United States – US adults do not accept common statements made about the recycling industry to be true, shows a survey released by the US Institute of Scrap Recycling Industries (ISRI).
When presented a series of statements, four truths and four myths, and asked if each was believable, more than half of the respondents in every case choose not to believe the statement. The true statements, however, were shown to be more believable than those that were false.
‘For years the recycling industry has fought back against common public misperceptions about the value of recycling,’ comments ISRI’s president Robin Wiener. ‘The data from this polls shows that we have been successful in combatting those myths.’

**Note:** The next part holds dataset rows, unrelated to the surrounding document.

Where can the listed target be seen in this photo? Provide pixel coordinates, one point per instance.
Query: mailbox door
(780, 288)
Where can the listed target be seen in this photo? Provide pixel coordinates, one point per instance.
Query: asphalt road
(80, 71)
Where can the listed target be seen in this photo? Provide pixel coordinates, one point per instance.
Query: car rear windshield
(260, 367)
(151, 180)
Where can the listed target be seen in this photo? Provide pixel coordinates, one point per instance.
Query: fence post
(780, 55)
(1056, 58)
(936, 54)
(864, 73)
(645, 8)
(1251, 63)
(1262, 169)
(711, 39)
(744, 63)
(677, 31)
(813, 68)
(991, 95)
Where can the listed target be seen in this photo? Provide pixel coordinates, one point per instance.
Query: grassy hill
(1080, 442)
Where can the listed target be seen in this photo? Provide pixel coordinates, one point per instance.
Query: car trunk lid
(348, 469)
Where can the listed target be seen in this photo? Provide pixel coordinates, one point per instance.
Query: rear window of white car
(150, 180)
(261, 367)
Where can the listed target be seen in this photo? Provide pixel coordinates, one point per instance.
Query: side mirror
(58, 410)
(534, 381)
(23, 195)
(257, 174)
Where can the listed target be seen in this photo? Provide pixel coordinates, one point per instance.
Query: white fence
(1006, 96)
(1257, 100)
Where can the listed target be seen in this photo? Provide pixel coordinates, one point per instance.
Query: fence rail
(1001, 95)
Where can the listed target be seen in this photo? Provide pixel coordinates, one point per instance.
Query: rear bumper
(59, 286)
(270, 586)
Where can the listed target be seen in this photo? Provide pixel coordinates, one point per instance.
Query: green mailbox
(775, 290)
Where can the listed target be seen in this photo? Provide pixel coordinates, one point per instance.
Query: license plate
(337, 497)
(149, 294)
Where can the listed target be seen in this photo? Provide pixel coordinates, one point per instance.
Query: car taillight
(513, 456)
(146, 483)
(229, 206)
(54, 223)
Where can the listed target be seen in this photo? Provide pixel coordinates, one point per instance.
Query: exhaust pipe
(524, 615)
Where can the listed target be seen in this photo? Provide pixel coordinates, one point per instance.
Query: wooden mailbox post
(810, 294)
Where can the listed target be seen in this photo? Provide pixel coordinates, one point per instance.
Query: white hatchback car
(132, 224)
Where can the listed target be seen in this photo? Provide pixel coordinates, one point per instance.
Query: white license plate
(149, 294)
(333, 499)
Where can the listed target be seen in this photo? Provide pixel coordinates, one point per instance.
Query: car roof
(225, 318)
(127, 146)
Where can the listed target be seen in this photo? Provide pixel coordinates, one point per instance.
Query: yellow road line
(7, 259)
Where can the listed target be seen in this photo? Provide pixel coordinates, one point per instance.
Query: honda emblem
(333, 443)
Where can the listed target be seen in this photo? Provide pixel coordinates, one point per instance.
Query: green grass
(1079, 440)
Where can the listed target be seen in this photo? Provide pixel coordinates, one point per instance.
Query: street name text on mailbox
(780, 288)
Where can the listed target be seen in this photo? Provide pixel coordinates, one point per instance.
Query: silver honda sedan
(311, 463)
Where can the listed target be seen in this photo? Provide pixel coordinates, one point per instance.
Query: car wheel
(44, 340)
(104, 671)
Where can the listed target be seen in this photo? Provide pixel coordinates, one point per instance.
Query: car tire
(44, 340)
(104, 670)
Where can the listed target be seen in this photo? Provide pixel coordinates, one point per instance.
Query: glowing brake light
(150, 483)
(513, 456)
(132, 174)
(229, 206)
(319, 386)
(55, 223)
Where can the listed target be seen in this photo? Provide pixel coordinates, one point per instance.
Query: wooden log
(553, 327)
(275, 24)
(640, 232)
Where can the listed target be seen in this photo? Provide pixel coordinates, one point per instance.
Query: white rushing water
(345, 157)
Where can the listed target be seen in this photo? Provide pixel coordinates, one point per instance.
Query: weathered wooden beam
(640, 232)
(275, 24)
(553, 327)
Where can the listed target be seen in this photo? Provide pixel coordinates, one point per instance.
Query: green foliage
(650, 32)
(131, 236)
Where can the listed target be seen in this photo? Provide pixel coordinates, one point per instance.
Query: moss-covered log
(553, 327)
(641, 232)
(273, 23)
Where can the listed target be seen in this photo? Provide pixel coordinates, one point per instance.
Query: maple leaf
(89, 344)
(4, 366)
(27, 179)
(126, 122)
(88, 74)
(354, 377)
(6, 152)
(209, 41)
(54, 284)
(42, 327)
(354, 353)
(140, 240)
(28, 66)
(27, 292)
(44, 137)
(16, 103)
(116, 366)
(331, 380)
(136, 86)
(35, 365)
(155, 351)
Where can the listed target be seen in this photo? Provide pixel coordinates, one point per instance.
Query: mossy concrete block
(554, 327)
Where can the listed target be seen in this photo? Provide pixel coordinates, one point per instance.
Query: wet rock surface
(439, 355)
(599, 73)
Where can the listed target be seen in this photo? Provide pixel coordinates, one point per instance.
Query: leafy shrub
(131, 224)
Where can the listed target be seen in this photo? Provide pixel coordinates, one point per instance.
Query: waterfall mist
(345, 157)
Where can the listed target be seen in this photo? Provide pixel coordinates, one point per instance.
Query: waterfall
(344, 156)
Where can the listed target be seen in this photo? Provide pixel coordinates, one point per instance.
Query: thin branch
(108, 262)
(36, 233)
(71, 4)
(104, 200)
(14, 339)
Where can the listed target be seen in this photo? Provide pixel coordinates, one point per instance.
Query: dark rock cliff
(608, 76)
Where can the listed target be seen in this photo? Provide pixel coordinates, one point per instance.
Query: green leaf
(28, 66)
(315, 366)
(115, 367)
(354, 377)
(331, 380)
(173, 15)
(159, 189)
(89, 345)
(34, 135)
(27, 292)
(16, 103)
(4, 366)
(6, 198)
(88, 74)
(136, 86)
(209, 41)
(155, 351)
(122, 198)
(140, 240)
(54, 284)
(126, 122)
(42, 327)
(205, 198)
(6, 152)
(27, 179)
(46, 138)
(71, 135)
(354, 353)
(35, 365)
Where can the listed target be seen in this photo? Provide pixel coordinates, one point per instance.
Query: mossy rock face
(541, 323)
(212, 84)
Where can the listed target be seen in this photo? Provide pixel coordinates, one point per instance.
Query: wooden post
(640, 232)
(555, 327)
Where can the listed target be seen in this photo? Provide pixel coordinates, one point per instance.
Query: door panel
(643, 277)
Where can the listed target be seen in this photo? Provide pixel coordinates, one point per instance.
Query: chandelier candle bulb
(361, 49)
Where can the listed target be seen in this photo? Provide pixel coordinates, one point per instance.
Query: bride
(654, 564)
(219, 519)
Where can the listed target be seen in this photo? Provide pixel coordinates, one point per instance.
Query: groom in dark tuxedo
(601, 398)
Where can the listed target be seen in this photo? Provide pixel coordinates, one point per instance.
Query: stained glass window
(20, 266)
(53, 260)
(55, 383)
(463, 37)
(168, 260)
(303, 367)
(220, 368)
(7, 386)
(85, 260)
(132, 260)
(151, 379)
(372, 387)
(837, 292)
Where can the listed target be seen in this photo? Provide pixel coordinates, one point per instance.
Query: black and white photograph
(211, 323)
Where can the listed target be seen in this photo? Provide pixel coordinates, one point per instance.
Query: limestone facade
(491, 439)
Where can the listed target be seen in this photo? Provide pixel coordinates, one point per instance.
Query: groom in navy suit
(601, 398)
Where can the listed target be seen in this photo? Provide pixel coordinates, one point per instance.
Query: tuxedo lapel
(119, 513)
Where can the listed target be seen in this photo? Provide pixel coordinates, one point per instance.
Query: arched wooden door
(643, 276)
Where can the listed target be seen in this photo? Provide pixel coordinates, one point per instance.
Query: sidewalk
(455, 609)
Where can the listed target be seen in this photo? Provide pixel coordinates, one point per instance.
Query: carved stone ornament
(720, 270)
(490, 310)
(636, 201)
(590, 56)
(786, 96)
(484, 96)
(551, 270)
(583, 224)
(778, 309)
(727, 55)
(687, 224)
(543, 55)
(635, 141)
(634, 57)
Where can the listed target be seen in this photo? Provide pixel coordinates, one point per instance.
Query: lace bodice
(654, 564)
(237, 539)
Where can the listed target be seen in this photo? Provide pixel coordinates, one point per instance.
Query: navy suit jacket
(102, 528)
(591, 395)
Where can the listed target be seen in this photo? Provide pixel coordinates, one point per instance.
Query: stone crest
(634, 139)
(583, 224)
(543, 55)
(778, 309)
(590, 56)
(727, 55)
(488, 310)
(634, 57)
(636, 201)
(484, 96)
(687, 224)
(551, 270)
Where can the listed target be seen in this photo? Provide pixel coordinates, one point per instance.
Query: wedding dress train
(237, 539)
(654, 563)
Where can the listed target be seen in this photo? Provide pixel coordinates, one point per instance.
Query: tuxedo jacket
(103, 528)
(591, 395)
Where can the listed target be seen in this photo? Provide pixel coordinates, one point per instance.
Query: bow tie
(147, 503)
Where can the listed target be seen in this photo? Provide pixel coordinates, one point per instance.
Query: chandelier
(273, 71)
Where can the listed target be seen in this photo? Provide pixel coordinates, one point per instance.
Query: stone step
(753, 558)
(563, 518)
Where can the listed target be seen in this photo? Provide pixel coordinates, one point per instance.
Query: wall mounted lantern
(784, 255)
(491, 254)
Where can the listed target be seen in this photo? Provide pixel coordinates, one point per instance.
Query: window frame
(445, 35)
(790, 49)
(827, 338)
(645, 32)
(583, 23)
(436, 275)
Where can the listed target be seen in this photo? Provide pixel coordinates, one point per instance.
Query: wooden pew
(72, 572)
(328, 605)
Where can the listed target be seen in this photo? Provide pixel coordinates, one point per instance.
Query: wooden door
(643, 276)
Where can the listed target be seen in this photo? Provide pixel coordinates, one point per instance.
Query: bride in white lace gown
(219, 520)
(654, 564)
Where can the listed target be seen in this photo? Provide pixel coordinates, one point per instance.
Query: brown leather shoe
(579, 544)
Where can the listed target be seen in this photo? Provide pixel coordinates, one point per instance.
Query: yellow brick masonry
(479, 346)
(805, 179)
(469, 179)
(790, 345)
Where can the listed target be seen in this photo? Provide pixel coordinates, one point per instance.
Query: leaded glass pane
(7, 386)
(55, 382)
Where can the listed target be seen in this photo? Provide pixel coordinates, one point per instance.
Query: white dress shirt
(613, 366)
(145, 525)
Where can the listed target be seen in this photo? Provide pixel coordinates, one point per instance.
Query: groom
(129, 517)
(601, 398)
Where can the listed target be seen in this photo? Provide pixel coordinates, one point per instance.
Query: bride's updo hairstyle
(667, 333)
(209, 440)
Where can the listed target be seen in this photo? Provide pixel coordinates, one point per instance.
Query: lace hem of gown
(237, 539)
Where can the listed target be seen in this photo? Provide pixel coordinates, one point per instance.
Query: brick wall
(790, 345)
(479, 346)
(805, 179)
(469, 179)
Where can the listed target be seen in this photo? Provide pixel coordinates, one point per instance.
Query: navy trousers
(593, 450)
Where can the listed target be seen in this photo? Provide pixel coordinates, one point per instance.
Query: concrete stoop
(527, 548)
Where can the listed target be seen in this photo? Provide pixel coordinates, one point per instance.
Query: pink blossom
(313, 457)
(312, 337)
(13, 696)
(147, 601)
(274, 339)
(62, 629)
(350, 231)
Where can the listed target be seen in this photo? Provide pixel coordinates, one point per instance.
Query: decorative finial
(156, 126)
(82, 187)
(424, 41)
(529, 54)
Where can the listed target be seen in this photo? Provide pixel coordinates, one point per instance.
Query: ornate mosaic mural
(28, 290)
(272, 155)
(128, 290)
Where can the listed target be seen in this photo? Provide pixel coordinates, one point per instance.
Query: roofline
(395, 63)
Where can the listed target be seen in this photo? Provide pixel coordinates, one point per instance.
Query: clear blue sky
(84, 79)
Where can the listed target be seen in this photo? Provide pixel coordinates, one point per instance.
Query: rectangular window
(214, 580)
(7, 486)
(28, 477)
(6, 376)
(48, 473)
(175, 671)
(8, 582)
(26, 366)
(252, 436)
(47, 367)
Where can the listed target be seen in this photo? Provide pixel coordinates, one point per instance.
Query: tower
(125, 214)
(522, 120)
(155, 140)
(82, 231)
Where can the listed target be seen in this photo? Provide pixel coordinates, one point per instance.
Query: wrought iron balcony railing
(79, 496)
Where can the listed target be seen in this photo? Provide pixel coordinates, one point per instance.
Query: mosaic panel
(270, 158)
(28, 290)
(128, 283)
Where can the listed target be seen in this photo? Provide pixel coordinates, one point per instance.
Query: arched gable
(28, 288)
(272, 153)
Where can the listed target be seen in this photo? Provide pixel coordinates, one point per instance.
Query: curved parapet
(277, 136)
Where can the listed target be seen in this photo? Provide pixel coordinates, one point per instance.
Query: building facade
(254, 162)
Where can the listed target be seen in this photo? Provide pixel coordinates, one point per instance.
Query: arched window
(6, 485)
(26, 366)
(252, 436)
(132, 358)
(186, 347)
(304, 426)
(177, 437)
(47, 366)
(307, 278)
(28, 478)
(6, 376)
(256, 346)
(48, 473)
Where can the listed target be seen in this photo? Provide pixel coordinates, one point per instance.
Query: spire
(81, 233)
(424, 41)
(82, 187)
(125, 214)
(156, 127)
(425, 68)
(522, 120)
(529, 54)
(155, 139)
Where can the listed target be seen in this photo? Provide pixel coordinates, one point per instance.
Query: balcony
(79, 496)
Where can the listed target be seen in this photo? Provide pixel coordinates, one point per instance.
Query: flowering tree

According to Wiener, the suvey also shows that much more work needs to be done to educate the public on the economic and environmental benefits recycling offers, as well as how recycling ‘has evolved as an industry’.
About the survey
Respondents were provided with eight statements. Four of them were true statements and four were false. For each they were asked if they believed the statement was true.
-Recycling reduces greenhouse gas emissions: 49% believed to be true.
-The US recycling industry is highly technical and sophisticated: 28% believed to be true.
-There are enough materials recycled in the US to meet the production needs of domestic manufacturers: 27% believed to be true.
-The history of recycling dates back as early as the cave man: 19% believed to be true.
-Recyclable material placed in a residential recycling bin is just mixed with trash later anyway: 11% believed to be true.
-A product made of recycled material is of a lesser quality that one made from new, raw materials: 8% believed to be true.
-There are no/little economic benefits to recycling: 7% believed to be true.
-Recycling does not save energy or conserve natural resources: 5% believed to be true.
73% of the respondents believed at least one of the true statements, while 22% believed at least one myth to be true.